# Most Intelligent Type



## forgotten reason (Apr 27, 2014)

When you spend some time in the INTP forum long enough, you realize that there can be some seriously unintelligent qualities that can contribute to their (our) thought pattern. Therefore excercising say Ti can also be a case of excercising unintelligence as much as "intelligence". But the term here even bothers me, there is too much ambiguity in the definition, and no one seems to want to agree with how it should be defined.


----------



## B0r3d (Nov 26, 2015)

ENTP and my intelligences are 


Logical
Musical
Spatial
Interpersonal
Intrapersonal 
Linguistic
Naturalist
Kinesthetic


----------



## Revolver Ocelot (Feb 25, 2015)

Every type is intelligent, it's just in different forms. Abstract intelligence, the type on IQ tests is not intelligence it is just one form of it. When you measure intelligence in one form you breed resentment in others who possess different forms of intelligence.


----------



## Rabid Seahorse (Mar 10, 2015)

Speaking of IQ tests, statistically the most "intelligent" types are the NP's and INTJ. Half of all "gifted" people on IQ tests are ENFP, INFP, INTP, ENTP, or INTJ even though they make up less than one-fifth of the general population.


----------



## Atarah Derek (Aug 10, 2015)

Rabid Seahorse said:


> Speaking of IQ tests, statistically the most "intelligent" types are the NP's and INTJ. Half of all "gifted" people on IQ tests are ENFP, INFP, INTP, ENTP, or INTJ even though they make up less than one-fifth of the general population.


iNtuitives tend to score higher on IQ tests anyway. I don't think it's necessarily because they are genuinely more intelligent. It has more to do with the fact that IQ tests generally cater to iNtuitives due to their frequent use of abstract concepts. Sensors do better with the tangible. Granted, being able to better perceive abstract concepts and think into the future does help boost your intelligence. But I don't believe Sensors are less capable of learning than iNtuitives.


----------



## Lord Fudgingsley (Mar 3, 2013)

I'm an INTP, and an absolute genius. Despite being 21 and still living with my Mum, I'm the most intelligent, revolutionary mind you'll ever meet.


----------



## Convex (Jan 5, 2015)

Atarah Derek said:


> It has more to do with the fact that IQ tests generally cater to iNtuitives due to their frequent use of abstract concepts.


Why do you think this is?


----------



## Atarah Derek (Aug 10, 2015)

Convex said:


> Why do you think this is?


Because between the two, abstract and future-thought concepts are easier to put on a written test. Tangible concepts require more of a hands-on approach. A true test of a person's intelligence, in my opinion, is how they deal with a survival situation. Such a situation requires one to use all of the resources at one's disposal, including Sensing and iNtuition. Which is probably why I enjoy learning bushcraft. It engages my whole brain and is very hands-on. Those who master the ability to survive and thrive go on to build empires. Those who can push a few buttons on a computer go on to dazzle computer researchers and no one else.

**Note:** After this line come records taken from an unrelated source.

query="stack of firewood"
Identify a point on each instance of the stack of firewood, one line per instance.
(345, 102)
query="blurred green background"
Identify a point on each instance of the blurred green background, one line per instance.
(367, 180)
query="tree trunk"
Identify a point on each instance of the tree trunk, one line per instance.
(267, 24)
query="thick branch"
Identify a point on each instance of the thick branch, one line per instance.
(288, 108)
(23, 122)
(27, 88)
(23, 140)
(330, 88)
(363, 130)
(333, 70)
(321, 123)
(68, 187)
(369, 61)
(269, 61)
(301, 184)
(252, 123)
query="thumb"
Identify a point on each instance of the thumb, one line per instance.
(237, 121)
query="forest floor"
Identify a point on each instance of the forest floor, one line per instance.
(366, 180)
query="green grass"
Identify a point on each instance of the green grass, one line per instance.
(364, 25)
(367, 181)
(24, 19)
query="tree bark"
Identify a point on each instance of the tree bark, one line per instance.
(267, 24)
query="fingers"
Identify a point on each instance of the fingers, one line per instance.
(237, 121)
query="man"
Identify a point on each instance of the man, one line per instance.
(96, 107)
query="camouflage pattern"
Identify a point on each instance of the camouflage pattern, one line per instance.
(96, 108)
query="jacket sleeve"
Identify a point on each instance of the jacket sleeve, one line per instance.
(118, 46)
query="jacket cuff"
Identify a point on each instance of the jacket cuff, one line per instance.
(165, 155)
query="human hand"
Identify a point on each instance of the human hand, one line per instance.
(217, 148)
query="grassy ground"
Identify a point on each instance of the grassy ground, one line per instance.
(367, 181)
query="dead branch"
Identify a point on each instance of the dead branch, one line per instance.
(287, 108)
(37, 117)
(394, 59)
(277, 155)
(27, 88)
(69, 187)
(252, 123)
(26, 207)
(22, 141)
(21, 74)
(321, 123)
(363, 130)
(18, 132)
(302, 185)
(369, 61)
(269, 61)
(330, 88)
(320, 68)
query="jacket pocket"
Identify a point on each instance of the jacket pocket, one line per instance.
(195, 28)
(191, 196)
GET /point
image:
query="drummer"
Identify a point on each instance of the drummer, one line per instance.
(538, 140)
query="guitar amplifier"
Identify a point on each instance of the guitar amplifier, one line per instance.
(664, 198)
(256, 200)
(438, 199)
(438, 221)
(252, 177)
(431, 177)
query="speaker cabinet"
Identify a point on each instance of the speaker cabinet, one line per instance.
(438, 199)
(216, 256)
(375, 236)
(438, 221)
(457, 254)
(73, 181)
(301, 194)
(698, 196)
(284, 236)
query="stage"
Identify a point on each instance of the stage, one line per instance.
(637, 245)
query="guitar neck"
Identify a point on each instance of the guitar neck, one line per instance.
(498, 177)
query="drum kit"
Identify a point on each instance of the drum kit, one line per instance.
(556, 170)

No offense to those who are in that field, of course. My own field requires extensive use of computers. But my intelligence is most important in life and death situations. No one will die if I mess up on color theory.


----------



## Convex (Jan 5, 2015)

Atarah Derek said:


> Because between the two, abstract and future-thought concepts are easier to put on a written test. Tangible concepts require more of a hands-on approach. A true test of a person's intelligence, in my opinion, is how they deal with a survival situation. Such a situation requires one to use all of the resources at one's disposal, including Sensing and iNtuition. Which is probably why I enjoy learning bushcraft. It engages my whole brain and is very hands-on. Those who master the ability to survive and thrive go on to build empires. Those who can push a few buttons on a computer go on to dazzle computer researchers and no one else.
> 
> No offense to those who are in that field, of course. My own field requires extensive use of computers. But my intelligence is most important in life and death situations. No one will die if I mess up on color theory.

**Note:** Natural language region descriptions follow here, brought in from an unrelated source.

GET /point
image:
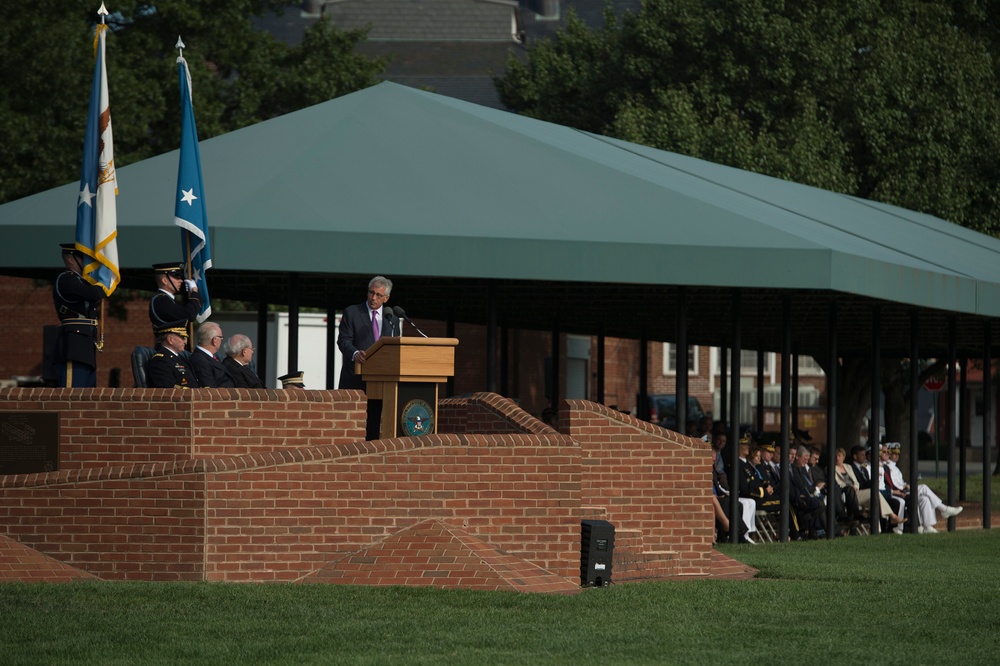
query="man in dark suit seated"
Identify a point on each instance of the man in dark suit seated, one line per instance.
(239, 353)
(167, 367)
(209, 369)
(807, 496)
(360, 327)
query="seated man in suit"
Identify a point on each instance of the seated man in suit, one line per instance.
(361, 326)
(807, 496)
(209, 369)
(167, 367)
(239, 353)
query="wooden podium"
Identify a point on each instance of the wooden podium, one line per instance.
(404, 374)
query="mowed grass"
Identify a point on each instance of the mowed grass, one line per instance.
(892, 599)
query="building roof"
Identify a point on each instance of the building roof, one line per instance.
(427, 20)
(464, 204)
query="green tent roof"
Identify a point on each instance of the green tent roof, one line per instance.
(407, 183)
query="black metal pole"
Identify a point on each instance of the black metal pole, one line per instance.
(293, 323)
(260, 344)
(331, 344)
(987, 419)
(950, 415)
(734, 420)
(491, 338)
(724, 388)
(556, 350)
(963, 425)
(761, 356)
(831, 420)
(681, 364)
(914, 522)
(504, 356)
(873, 421)
(600, 363)
(786, 415)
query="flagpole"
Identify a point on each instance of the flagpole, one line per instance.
(187, 273)
(99, 344)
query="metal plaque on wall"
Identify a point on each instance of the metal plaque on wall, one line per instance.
(29, 442)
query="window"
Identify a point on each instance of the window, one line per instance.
(670, 359)
(809, 366)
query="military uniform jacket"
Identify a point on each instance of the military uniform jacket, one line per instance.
(165, 309)
(165, 369)
(76, 305)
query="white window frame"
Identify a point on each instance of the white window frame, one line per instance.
(668, 348)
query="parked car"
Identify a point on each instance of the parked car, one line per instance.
(663, 410)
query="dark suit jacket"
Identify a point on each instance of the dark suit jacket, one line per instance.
(210, 371)
(165, 309)
(241, 374)
(356, 334)
(166, 369)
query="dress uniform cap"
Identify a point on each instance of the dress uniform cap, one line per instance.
(170, 268)
(292, 379)
(178, 327)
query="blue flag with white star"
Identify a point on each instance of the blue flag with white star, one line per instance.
(96, 216)
(189, 210)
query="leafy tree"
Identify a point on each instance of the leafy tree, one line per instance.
(240, 76)
(892, 100)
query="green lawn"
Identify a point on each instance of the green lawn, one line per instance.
(929, 599)
(973, 489)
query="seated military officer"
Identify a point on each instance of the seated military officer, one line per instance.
(168, 368)
(175, 297)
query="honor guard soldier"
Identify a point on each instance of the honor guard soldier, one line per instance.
(176, 299)
(167, 367)
(76, 300)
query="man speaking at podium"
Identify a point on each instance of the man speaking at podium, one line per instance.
(360, 327)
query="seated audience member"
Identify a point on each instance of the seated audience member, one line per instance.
(807, 497)
(752, 481)
(928, 503)
(854, 497)
(209, 369)
(720, 494)
(845, 503)
(860, 470)
(239, 353)
(898, 503)
(167, 367)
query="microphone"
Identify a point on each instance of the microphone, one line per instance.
(401, 313)
(387, 318)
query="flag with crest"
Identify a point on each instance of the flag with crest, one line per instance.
(190, 212)
(96, 216)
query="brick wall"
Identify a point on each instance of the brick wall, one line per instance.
(646, 478)
(283, 514)
(111, 427)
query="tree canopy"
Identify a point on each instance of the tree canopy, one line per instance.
(240, 76)
(892, 100)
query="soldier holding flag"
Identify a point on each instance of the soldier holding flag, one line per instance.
(75, 355)
(92, 261)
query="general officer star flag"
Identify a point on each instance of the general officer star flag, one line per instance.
(96, 216)
(189, 210)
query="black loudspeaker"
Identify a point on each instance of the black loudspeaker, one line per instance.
(597, 545)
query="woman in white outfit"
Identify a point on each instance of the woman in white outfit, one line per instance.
(929, 505)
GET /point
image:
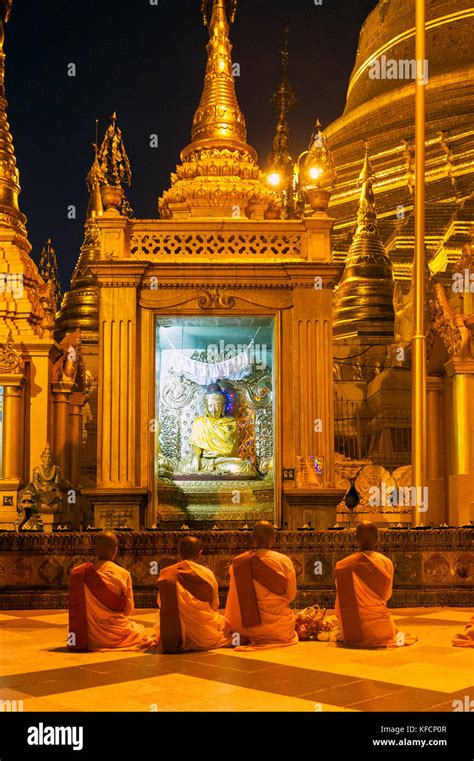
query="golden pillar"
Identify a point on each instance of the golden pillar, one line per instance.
(118, 377)
(313, 368)
(13, 428)
(61, 394)
(460, 379)
(76, 402)
(419, 340)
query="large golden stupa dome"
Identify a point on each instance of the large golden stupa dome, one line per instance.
(381, 109)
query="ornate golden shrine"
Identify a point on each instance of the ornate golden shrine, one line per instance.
(223, 251)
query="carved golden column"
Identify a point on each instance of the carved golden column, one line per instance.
(419, 411)
(61, 394)
(118, 374)
(76, 402)
(460, 374)
(436, 453)
(313, 367)
(12, 427)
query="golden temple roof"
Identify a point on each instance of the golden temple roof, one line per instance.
(219, 175)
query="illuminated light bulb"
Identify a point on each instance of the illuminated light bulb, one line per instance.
(315, 172)
(274, 179)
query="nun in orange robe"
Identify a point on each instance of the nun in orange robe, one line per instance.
(188, 598)
(364, 585)
(100, 601)
(262, 586)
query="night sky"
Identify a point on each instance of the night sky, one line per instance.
(147, 63)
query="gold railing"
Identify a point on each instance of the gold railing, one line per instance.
(158, 241)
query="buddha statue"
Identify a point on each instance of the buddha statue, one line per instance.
(28, 517)
(46, 484)
(214, 440)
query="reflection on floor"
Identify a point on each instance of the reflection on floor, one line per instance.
(428, 676)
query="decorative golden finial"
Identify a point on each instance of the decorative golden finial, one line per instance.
(49, 271)
(367, 214)
(10, 214)
(10, 360)
(364, 311)
(218, 119)
(207, 8)
(280, 170)
(219, 175)
(95, 179)
(80, 306)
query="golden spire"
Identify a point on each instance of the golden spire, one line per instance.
(114, 170)
(49, 271)
(364, 311)
(95, 179)
(219, 176)
(366, 213)
(280, 168)
(218, 119)
(10, 214)
(80, 305)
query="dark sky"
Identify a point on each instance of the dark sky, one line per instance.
(147, 63)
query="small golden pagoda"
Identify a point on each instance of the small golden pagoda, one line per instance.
(364, 296)
(39, 398)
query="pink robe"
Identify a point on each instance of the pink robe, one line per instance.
(259, 610)
(364, 585)
(100, 601)
(189, 602)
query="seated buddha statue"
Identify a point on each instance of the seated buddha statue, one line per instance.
(46, 484)
(214, 440)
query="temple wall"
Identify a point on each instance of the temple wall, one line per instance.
(432, 567)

Jesus, I knew I shouldn't have asked, you are worse off than I thought. I cannot save you.


----------



## Atarah Derek (Aug 10, 2015)

Convex said:


> Jesus, I knew I shouldn't have asked, you are worse off than I thought. I cannot save you.

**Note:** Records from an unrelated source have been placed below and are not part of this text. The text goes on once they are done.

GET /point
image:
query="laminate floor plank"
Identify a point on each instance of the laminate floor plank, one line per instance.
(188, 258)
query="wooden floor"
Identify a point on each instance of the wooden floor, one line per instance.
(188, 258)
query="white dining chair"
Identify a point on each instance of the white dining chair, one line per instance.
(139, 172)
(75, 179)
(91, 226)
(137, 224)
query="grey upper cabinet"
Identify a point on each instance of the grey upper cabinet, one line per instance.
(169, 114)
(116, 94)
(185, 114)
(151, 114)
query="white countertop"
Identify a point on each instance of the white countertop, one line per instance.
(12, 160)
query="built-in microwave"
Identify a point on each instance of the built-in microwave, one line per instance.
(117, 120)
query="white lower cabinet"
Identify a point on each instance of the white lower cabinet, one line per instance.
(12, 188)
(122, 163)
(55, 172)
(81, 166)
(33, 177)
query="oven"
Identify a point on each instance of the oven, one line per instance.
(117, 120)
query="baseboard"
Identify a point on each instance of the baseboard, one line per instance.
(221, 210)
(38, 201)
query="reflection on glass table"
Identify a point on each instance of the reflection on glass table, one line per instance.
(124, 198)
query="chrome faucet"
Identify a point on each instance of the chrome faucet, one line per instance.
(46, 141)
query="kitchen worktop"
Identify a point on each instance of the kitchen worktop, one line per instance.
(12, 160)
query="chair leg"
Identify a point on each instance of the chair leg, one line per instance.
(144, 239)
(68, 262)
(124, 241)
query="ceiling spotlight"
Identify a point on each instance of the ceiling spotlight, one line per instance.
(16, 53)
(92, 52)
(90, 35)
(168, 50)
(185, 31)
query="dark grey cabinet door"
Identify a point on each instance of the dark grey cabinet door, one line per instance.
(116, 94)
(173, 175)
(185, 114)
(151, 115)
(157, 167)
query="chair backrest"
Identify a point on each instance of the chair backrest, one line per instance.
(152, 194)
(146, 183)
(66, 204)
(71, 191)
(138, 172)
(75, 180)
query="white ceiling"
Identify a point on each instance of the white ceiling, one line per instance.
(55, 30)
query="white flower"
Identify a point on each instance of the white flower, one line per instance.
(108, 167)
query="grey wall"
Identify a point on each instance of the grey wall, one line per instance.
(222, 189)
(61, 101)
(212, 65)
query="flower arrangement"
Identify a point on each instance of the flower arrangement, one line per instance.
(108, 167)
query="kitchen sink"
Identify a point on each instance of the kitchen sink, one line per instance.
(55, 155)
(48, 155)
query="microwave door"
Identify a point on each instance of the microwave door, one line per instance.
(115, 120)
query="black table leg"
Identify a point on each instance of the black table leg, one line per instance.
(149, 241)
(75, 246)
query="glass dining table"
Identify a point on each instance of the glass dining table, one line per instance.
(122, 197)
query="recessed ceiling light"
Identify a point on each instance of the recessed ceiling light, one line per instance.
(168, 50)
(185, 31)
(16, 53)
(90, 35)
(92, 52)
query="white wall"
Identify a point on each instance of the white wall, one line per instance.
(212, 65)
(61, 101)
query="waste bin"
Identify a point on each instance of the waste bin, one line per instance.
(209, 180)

I have no idea what you mean by that. But if you mean to impugn my honor, I shall have no choice but to challenge you to a camp-off so as to prove my point. You pick the mountain and the season, and I pick the supplies. And it must be a mountain, too. None of that Ozark bluffs nonsense.


----------



## bruh (Oct 27, 2015)

Stop making stupid threads like these


----------



## HIX (Aug 20, 2018)

ISTP and INFJ


Ti - Ni, Ni - Ti


----------



## Rithrius (Jun 3, 2018)

How is this even a question?
<<<<<<<<<<<<<<<<<<<<<


----------



## Ecchi (Jun 26, 2018)

HIX said:


> ISTP and INFJ
> 
> 
> Ti - Ni, Ni - Ti


I want to date an ISTP so bad.


----------



## Mark R (Dec 23, 2015)

Ecchi said:


> I want to date an ISTP so bad.


According to Socionics, the sexual connection is best when the Se of one partner connects with the Si in the other. Even if these theories may all be wrong, does it make sense to date someone who shares all the same ego cognitive functions?


----------



## Ecchi (Jun 26, 2018)

Mark R said:


> According to Socionics, the sexual connection is best when the Se of one partner connects with the Si in the other. Even if these theories may all be wrong, does it make sense to date someone who shares all the same ego cognitive functions?


When you talk about "same ego cognitive functions" are you talking about Myers-Briggs and not Socionics?

Where:

ESTP = Se Ti Fe Ni
ISTP = Ti Se Ni Fe

As opposed to Socionics:

ESTp = Se Ti Fe Ni
ISTp = Si Te Fi Ne

I want to date a Myers-Briggs ISTP, yes. The order of the functions makes a huge difference.

And I prefer people who think very similarly to me.


----------



## Mark R (Dec 23, 2015)

Yes. You heard me right. I was using Socionics compatibility theory with the Myers-Briggs types ESTP/ISTP. Of course, if you are a stereotypical ESTP, you will date every type eventually and figure out for yourself which type you connect with the best.


----------



## Eset (Jun 7, 2016)

> Most Intelligent Type


Terrible.


----------